Tutti i musei, le zone ed i parchi archeologici della Regione siciliana saranno aperti la domenica di Pasqua con accesso gratuito. Mentre il lunedì dell’Angelo sarà garantita l’apertura al pubblico dei siti di maggiore interesse per la fruizione turistica. Lo ha disposto l’assessore regionale ai Beni Culturali Antonio Purpura. Il sito web del dipartimento dei beni culturali è aggiornato con le indicazioni delle disponibilità dei siti visitabili, con gli orari di apertura e le modalità di accesso: www.regione.sicilia.it/beniculturali. I musei, le zone ed i parchi archeologici che saranno aperti il lunedì di Pasquetta sono quelli che hanno registrato nel 2014 un numero di visitatori pari ad oltre il 90% del totale accolto da tutta la rete museale e dei siti archeologici della Regione. In provincia di Trapani saranno aperti: il Parco archeologico di Segesta, quello di Selinunte, il Museo “Lilibeo” a Marsala, il Museo del Satiro a Mazara del Vallo, il Museo Pepoli di Trapani. A questi si aggiunge, per l’appuntamento ormai permanente con la prima domenica del mese, il Castello Grifeo di Partanna (nella foto), dove, alle ore 11:00 di domani, è prevista anche una visita guidata gratuita, curata dal Pam (Prima Archeologia del Mediterraneo). Il castello, il cui edificio risale presumibilmente al XIV secolo, è sede del Museo Regionale di preistoria del Belice.

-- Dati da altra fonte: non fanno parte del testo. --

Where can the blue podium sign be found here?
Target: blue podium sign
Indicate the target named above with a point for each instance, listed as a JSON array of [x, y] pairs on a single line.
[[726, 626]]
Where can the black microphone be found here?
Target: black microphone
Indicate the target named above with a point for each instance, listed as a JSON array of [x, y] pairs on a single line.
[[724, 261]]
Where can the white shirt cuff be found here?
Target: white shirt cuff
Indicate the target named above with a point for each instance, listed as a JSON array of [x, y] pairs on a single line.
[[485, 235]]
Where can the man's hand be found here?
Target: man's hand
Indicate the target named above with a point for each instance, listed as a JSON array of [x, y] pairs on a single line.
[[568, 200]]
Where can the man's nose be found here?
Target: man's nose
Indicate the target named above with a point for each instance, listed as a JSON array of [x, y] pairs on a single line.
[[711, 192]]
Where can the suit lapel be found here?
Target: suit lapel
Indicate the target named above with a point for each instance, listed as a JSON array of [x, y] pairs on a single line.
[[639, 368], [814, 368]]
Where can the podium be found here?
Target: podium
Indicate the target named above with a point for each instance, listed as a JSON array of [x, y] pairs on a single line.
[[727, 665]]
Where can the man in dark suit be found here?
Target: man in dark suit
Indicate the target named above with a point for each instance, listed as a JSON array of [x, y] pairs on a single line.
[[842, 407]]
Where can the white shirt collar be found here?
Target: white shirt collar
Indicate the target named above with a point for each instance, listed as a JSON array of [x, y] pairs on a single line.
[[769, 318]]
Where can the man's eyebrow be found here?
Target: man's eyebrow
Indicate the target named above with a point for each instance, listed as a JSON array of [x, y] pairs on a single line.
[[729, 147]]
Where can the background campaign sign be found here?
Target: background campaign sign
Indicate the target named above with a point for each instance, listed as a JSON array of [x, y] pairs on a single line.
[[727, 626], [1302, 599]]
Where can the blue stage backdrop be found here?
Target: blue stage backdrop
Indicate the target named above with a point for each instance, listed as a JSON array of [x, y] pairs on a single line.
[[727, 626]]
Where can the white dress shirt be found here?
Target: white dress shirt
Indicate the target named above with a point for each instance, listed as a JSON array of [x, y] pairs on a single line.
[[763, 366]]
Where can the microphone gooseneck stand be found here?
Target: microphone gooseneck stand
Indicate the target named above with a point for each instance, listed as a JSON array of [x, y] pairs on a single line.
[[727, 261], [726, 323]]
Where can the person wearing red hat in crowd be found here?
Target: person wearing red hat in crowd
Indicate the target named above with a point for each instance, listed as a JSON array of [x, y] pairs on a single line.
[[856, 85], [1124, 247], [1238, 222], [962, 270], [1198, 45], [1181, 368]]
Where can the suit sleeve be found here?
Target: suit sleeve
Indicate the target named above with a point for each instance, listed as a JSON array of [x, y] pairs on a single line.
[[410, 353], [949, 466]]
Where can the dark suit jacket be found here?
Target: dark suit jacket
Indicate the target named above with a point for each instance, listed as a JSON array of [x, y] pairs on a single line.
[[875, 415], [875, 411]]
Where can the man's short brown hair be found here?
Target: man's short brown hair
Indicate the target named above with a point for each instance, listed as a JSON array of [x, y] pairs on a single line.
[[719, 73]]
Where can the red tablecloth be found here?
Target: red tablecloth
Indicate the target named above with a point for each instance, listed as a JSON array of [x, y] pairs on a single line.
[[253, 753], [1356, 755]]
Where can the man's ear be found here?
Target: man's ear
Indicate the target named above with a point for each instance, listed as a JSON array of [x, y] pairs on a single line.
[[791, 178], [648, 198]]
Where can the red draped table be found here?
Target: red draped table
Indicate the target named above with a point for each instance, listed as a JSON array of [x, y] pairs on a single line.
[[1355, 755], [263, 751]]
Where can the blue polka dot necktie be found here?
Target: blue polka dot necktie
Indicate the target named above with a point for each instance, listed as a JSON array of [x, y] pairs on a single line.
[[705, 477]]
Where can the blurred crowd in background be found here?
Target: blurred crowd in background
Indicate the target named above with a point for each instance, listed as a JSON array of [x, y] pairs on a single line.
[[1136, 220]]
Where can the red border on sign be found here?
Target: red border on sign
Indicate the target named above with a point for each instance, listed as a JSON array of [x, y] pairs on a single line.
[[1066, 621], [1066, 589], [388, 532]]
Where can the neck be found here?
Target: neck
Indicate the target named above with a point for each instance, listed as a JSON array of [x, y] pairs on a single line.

I reperti archeologici esposti, sono provenienti in larga parte, dall’area di Contrada Stretto a seguito delle campagne di scavo, condotte da Sebastiano Tusa a partire dagli anni ’80, e da alcune necropoli del territorio belicino, con tombe a grotticella e a camera, datate media e tarda età del Bronzo. Nel percorso della visita, anche la “Sala delle Armi” o “Sala del Trono” a pianta rettangolare con volta reale e un affresco del XVIII secolo che raffigura il re Ruggero II che sconfigge, nei pressi di Mazara, l’arabo Mokarta durante la liberazione della Sicilia dagli Arabi da parte dei Normanni. Al suo interno è allestita anche una piccola ma pregevole pinacoteca composta da opere provenienti da alcune chiese distrutte in seguito al sisma del 1968 che colpì l’intera valle del Belìce.